Lastly, we then log the data we have collected to a file for later use. In this tutorial, I created a separate program using regl and worldview where i plot the camera poses with respect to the chessboard pattern

        yaml_out << YAML::BeginMap;
        yaml_out << YAML::Key << "img_name";
        yaml_out << YAML::Value << calib_image_path;
        yaml_out << YAML::Key << "rotation";
        
        pose.rotation_matrix.col(0).copyTo(mat_holder);
        yaml_out << YAML::Value << YAML::BeginSeq << mat_holder << YAML::EndSeq;
        yaml_out << YAML::Key << "translation";
        pose.translation_vec.col(0).copyTo(mat_holder);
        yaml_out << YAML::Value << YAML::BeginSeq << mat_holder << YAML::EndSeq;
        yaml_out << YAML::EndMap;

        counter++;
    }
    
    std::ofstream fout(".tmp/file.yaml");
    fout << yaml_out.c_str();
}

Print a pattern and attach it to a planar surface

For this tutorial, i'd be using a 2D planar pattern attached to a flat surface.
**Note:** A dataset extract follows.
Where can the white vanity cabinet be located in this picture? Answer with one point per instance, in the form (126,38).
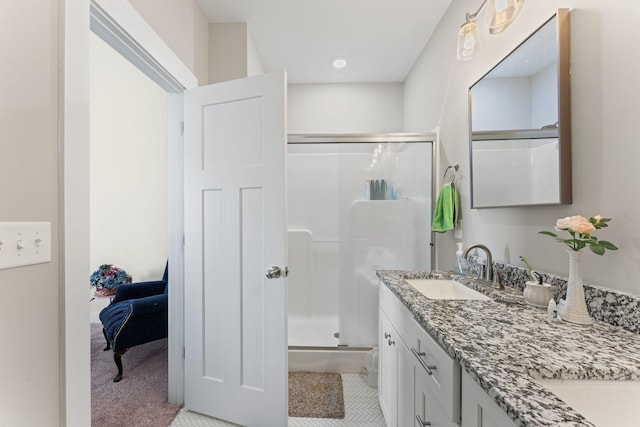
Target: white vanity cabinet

Calib.io has a good pattern generator and OpenCV also has functions for drawing patterns either manually or using some built in ones such as the ChAruco pattern creator.

Capture many images of the pattern

Take a few images of the model plane under different orientations by moving either the plane or the camera; Later in this tutorial, there is a section where I list some factors to consider when taking these calibration images.

Sample data
Samples of photos taken by an uncalibrated camera

Detect the chessboard corners in the images

The next task is to detect the feature points in the images; Many of the functions that would be shown onwards are the implementations of the functions used earlier in the main program.

using detected_corners_t = std::tuple<
                std::vector<std::vector<cv::Point3f>>, //world corners
                std::vector<std::vector<cv::Point2f>> //detected corners
            >;

//detects chessboard corners in the given images
detected_corners_t detect_corners(std::vector<cv::Mat> images, cv::Size board_size, float square_size){
    std::vector<std::vector<cv::Point2f>> detected_corners;
    std::vector<std::vector<cv::Point3f>> corners;
    int flags = cv::CALIB_CB_ADAPTIVE_THRESH | cv::CALIB_CB_NORMALIZE_IMAGE;
    cv::TermCriteria term_criteria( cv::TermCriteria::EPS + cv::TermCriteria::COUNT, 30, 0.1);
    cv::Size image_size = images.front().size();

    for(auto const& image: images){
        std::vector<cv::Point2f> c_corners;
        cv::Mat img_clone = image.clone();
        cv::Mat gray_image;
        bool c_found = cv::findChessboardCorners(image, board_size, c_corners, flags);
        cv::cvtColor(image, gray_image, cv::COLOR_BGR2GRAY);
        cv::cornerSubPix(gray_image, c_corners, cv::Size(11,11), cv::Size(-1,-1), term_criteria);
        cv::drawChessboardCorners(img_clone, board_size, cv::Mat(c_corners), c_found);
        
        detected_corners.push_back( c_corners );
        corners.push_back( calculate_target_corners(board_size, square_size) );
    }

    return std::make_tuple(corners, detected_corners);
}
Detected chessboard corners
Detected chessboard corners

Estimate the camera parameters

To estimate the camera parameters, we would need to perform the following steps

  • Estimate the five intrinsic parameters and all the extrinsic parameters
  • Estimate the coefficients of the radial distortion
  • Refine all parameters, including lens distortion parameters by an iterative minimisation process.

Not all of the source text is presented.